El
Innombrable
Por Tony Cazares
En los
delirios de su mocedad, Ignacio Martos soñó durante las madrugadas de luna
nueva con el fantasma de su padre: harapiento, al filo de un catre duro con
resortes espigados, entre mugrosas pilas de hojalata; justo como lo miró morir
hacía varios años. Lo soñaba de carnes tullidas, apeñuscándose con mano
temblorosa en las suyas para conjurar el fuego eterno de sus últimas palabras:
─Recuerda
siempre, hijo mío: morí por el ratero del Innombrable, el tipejo cabrón que me
lo ha quitado todo, el que nos condenó a esta pocilga.

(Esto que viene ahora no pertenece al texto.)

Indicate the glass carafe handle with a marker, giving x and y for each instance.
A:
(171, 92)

No dejes nunca que te
hagan lo mismo; no te fíes de nadie.
*
Ignacio
sería el niño que creció quitándole las garrapatas a su perro El Flaco. Se hizo
púber a la vigilia de los ciempiés monstruosos que durante la noche se
enroscaban por los recovecos del sillón. Así llegó una reveladora mañana en
donde se descubrió joven, después de que su viejo lo llevara a trabajar a la
pisca sobre las largas matas de chile, apaciguándose el gusano del hambre a
punta de maseca con agua. Entrada la hora de comida, resintió como nunca el
rencor que a diario profesaba su padre contra El Innombrable: un sujeto del
cual Ignacio oía solamente las mezquindades, pero nunca su nombre.
En la casa
habían prohibido nombrarlo, porque el simple hecho de escuchar aquellas letras
le provocaba agruras a su padre, se le iban calentando las entrañas, después la
lengua le echaba lumbre y del puro resquemor le salían las más atroces majaderías.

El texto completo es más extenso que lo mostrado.